Sequencing yields and targeting efficiency
The targeted NGS panel was designed to amplify all exons of the 62 known ASD associated genes (Table S1). To validate the performance of RainDance sample enrichment and our chosen NGS systems, ten positive controls, each with a mutation in either NSD1 (c.3958C>T, c.5177C>T, c.5179G>C, c.6499T>C), MECP2 (c.243_244insC, c.316C>T), CASK (c.277_288del), SCN1A (c.342_344delinsAGGAGTT, c.4313T>A) or CDKL5 (c.145G>A) were used. Our workflow strategy is summarized (Table 1). NGS after target enrichment yielded an average of 295.97 (PGM-TMAP), 201.73 (PGM-Novoalign) and 469.42 (MiSeq) Mb of sequence, in which 96.8% (PGM-TMAP), 78.8% (PGM-Novoalign) and 75% of reads were mapped to the genome, and 26.7% (PGM-TMAP), 28.3% (PGM-Novoalign) and 22.7% were mapped to the targeted regions, by PGM and MiSeq, respectively (Table 2). The percentage of mapped bases was greater in PGM-TMAP than in PGM-Novoalign, while the ones in PGM-Novoalign and MiSeq were similar. On-target rate was also similar and generally low in these data. The total coverage of all targeted bases was on average for PGM (TMAP), 93.7% at 10× and 85.9% at 20×, with a mean read depth of 63×, and for MiSeq, 96.8% at 10× and 93.2% at 20×, with a mean read depth of 95× (Table 2). The complete coverage information on the differences between PGM and MiSeq is presented in Table 2. The mean depth of coverage on genes across all samples ranged from 21× for PTCHD1 to 237× for NHS, with an average of 95× by MiSeq. Despite the high mean read depth and target region coverage, several exons including exon 15 of NIPBL, exon 43 of RELN, exon 2 of BRAF, exon 7 of PTEN, exon 10 of SLC6A4, exon11 of SHANK3, exon 43 of DMD, exon 8 of CASK, exon 36 of MED12 and exon 2 of L1CAM, had no mapped reads from either sequencer. These unmapped regions may be due to sequence complexity, problematic library synthesis necessitating the use of a concatenation step for sample preparation, or unusual GC content of the fragments for the enrichment system. Exon 11 of SHANK3 has a very high GC content (80%), while exons 2, 43, 15, and 43, of BRAF, DMD, NIPBL, and RELN, respectively, have a very low GC content (<35%), and consequently no mapped reads in the NGS data.

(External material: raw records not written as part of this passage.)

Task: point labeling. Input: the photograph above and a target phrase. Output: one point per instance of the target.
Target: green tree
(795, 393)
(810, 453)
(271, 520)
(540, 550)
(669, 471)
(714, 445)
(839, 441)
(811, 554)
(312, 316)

Comparison of sequencing quality
The mean base-call quality score obtained from MiSeq was high through entire reads, with a score >30 (Figure S1A, B). The dispersion of scores among reads at specific positions was relatively small. Conversely, the mean base-call quality score obtained from PGM was >25 at the beginning of reads, but gradually decreased to around 20, at approximately base position 100. The dispersion of scores among reads was larger than those obtained using MiSeq. n addition, read lengths produced by each sequencer were different. With MiSeq, all reads had the expected length of 151 bases, whereas with PGM, read lengths were widely distributed from 60 to 150 bp long, although the expected read length was 100 bp (Figure S1C).
Overall, it appeared that the MiSeq output sequences had a higher base-call quality, but it was difficult to compare the scores derived from each sequencer, as PGM and MiSeq adopt different scoring systems for evaluating base-call quality. MiSeq uses Phred , while PGM uses a unique Phred-like system consisting of six predictors whose quality values are correlated with the probability of a base miscall. Therefore we compared the mapping quality of each read from both sequencers, as both sequencers adopt the same scoring system for mapping quality . We summed up the total number of reads with a mapping quality >40 and reads <40, and found 94.5% (MiSeq) and 71.2% (PGM) of aligned reads had a mapping score >40 (Figure S1D).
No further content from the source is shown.